Killjoys centers around three bounty-hunting protagonists who live in“The Quad,” a system of four planets ruled by a mysterious, powerful, and seemingly corrupt corporation. We get to hang with leader Dutch (Hannah John-Kamen), and brothers John (Aaron Ashmore) and D’avin (Luke Macfarlane). Dutch has a mysterious childhood that makes her highly competent and a major question mark, even for her closest ally, John. The two have been working together for years, hunting down and collecting people and items across the four planets that make up “The Quad,” all as part of their work for the Reclamation Apprehension Coalition (RAC). When John’s brother, a former soldier, falls back into John’s life, the duo becomes a trio.
The drama comes from the mind of Lost Girl creator Michelle Lovretta, and has some of the same zaniness and humor as the succubus series, though far less charm — at least at its onset. There is room for growth, in both character and world-building, but Killjoys is going to have to start doubling down on its character development to make up for its murkily familiar start. So far, Lovretta has created a world seemingly cobbled together from other science fiction universes. The morally-ambivalent, snarky protagonists? Check. The vaguely steampunk vibe? Yep. The shady, looming, and all-powerful corporation? Uh huh.

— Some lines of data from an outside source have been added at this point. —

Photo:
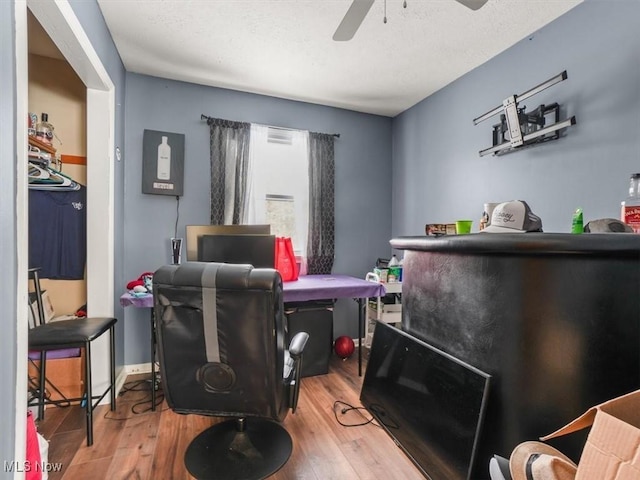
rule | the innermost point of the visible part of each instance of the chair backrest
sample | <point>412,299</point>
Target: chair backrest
<point>221,339</point>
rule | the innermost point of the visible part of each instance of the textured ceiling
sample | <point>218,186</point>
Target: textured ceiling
<point>284,48</point>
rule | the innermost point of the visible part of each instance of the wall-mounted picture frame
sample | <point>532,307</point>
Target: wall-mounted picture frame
<point>162,163</point>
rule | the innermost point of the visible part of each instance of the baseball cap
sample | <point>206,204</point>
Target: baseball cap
<point>513,217</point>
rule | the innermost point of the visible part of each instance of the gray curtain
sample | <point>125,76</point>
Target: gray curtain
<point>321,242</point>
<point>229,157</point>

So far, however, Killjoys has failed to “borrow” from other TV science fiction classics the element that arguably matters the most: characters we care about and who care about one another. Out of all of the potential stories to tell in within this fictional universe (or within this culture of space bounty hunters), it’s unclear why we’re following these three largely interchangeable characters and their dull dynamics. The show seems more concerned with getting slow, sexy shots of Dutch’s bod than letting us know who she is as a person — why she cares about this lifestyle and the people she has surrounded herself with. When it comes to the character dynamics, there is a lot of telling rather than showing: i.e. Dutch and John have an easy camaraderie. John and D’avin are estranged, but still love one another. Prove it, Killjoys. Make us care. Especially in a summer that gave us the cinematic showing-over-telling dystopian masterpiece Mad Max, this over-exposition is hard to swallow.
It says a lot about how few space dramas there are on TV right now (other new in-space Syfy series Dark Matter, notwithstanding) that Killjoys has the slightest sense of novelty. Because this show is really not doing anything new. It aspires to be another Firefly or Farscape, but feels more like that mid-90s sci-fi show you never bothered remembering the name of. That being said, Killjoys’ killer setup and the fact that it is set in space (albeit, a very Canadian-looking space), is enough to keep me watching past its first few episodes. Will you be joining?